In the end, he pointed out that we provide tons of grain for third world countries and give it to them free of charge. We also ship crates of AZT to AIDS-ridden countries like Uganda and Rwanda (and other places that end in "anda") without asking for anything in return. I'll admit, those are big things. They are good things. I was wrong. We do some nice stuff. I still don't think our nice things outweigh our ridiculous bad things (by ridiculous I mean both "for no good reason" and "based on sheer size"). However, when I really think about it, neither do my own. For every "good deed" I've done, I can think of about ten things I've done wrong.
As Brendan so sagely remarked, "Take your average individual. If you sat down and listed all of the bad things they've done, you could write a novel. That doesn't mean they have no redeeming qualities, that they're completely unlovable."
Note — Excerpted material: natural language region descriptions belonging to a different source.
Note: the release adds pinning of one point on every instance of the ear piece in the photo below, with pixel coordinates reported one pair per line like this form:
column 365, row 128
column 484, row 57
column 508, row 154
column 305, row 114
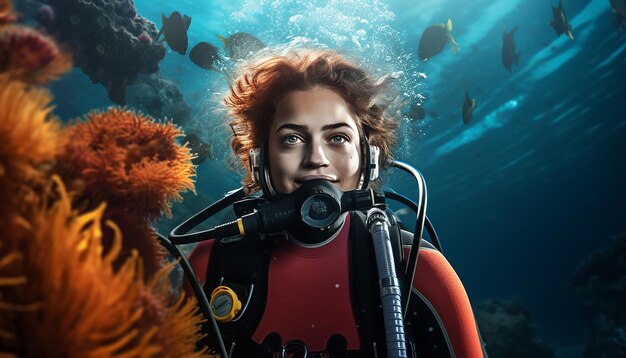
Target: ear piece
column 374, row 155
column 255, row 163
column 259, row 169
column 370, row 168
Then we had a great laugh at the thought of America being described as "lovable" because we both agreed that was a stretch. Tolerable, I suppose. Somewhat likeable on good days. But clearly flawed, just like the rest of us. I don't hate America. I wish we were less selfish. I wish we had better spending habits. I wish we'd go to foreign oil rehab and stop being a bossy younger sister. However, when I'm honest, I wish most of those things about me too. So, I guess I'm more "American" than I thought ... and maybe there are worse things to be.